By Kelli Rollin, Nebraska News Service
LINCOLN--Thursday, May 7 brought long awaited hope for supporters of the Nebraska Agritourism Promotion Act.
The bill, LB 329, introduced by Sen. Ken Schilz of Ogallala, aims to encourage people to let others on their land for argitourism purposes and would limit landowner liability.
After being on the agenda for two weeks, the bill advanced in the Legislature on a 33-1 vote.
Under the bill, a landowner wouldn't be held liable under certain situations involving injury or death due to inherent risks, such as stepping in a hole made by prairie dogs.
Agritourism includes activities such as farm tours, fishing, boating, harvesting and horseback riding.
A landowner would have to inform visitors of dangers and risks on the property to be covered under the bill. Schilz said whether a landowner would be held fully liable depends on the situation and a court's decision in a particular case.
Debate over the somewhat controversial bill lasted about an hour and a half Thursday afternoon. More than a dozen senators commented on the bill.
Sen. Kate Bolz of Lincoln brought a practical view to the floor. With families wanting to bring their kids to farms and other agritourism places, Bolz wondered if warning of dangers was enough.
"I'm just trying to view this bill from a perspective of a soccer mom," Bolz said.
Sen. Matt Hansen of Lincoln shared different concerns about he bill. Hansen said it seemed like a way for victims to be victimized even more by a landowner not being held liable.
"I'm simply not following," Hansen said.
On the other side, Sen. John McCollister of Omaha said the bill offers more opportunities.
"I am so happy that this bill has come forward," McCollister said.
He said Omaha has the Henry Doorly Zoo and a children's museum, "but Nebraska is much more than that," and agritourism showcases the state.
Sen. Al Davis of Hyannis said he actually had a small agritourism business with his wife.
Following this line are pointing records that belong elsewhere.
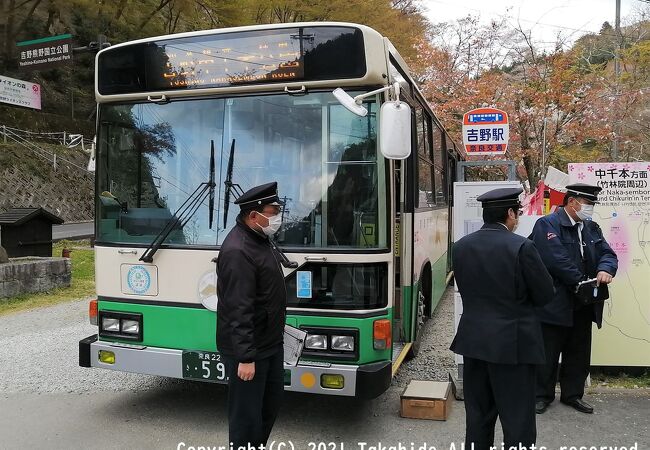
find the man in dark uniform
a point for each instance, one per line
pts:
(501, 278)
(573, 249)
(250, 317)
They operated a ranch house and offered horseback riding and hunting among other activities.
He said children would sometimes walk right up to the horses before the animals calmed down. Davis said he warned the children of the risks and told them to wait until it was safe.
Coming from the landowner perspective, Davis said LB 329 is a "really good bill," because it encourages people to start and maintain agritourism businesses. By having some liability coverage under the bill and not being sued over unpreventable risks, landowners would be more likely to host agritourism activities.
"We're going to expose people to Nebraska," Davis said.
Sen. Mike Groene of North Platte also supported LB 329. He said it could bridge the gap between rural and urban people by encouraging agritourism.
"This will help the urban people realize you're welcome in the country," Groene said.
This is the third time Schilz has introduced an agritourism bill, but he said the concept has been introduced by others in the Legislature before him.
The bill will go to select file and later be scheduled for another round of discussion.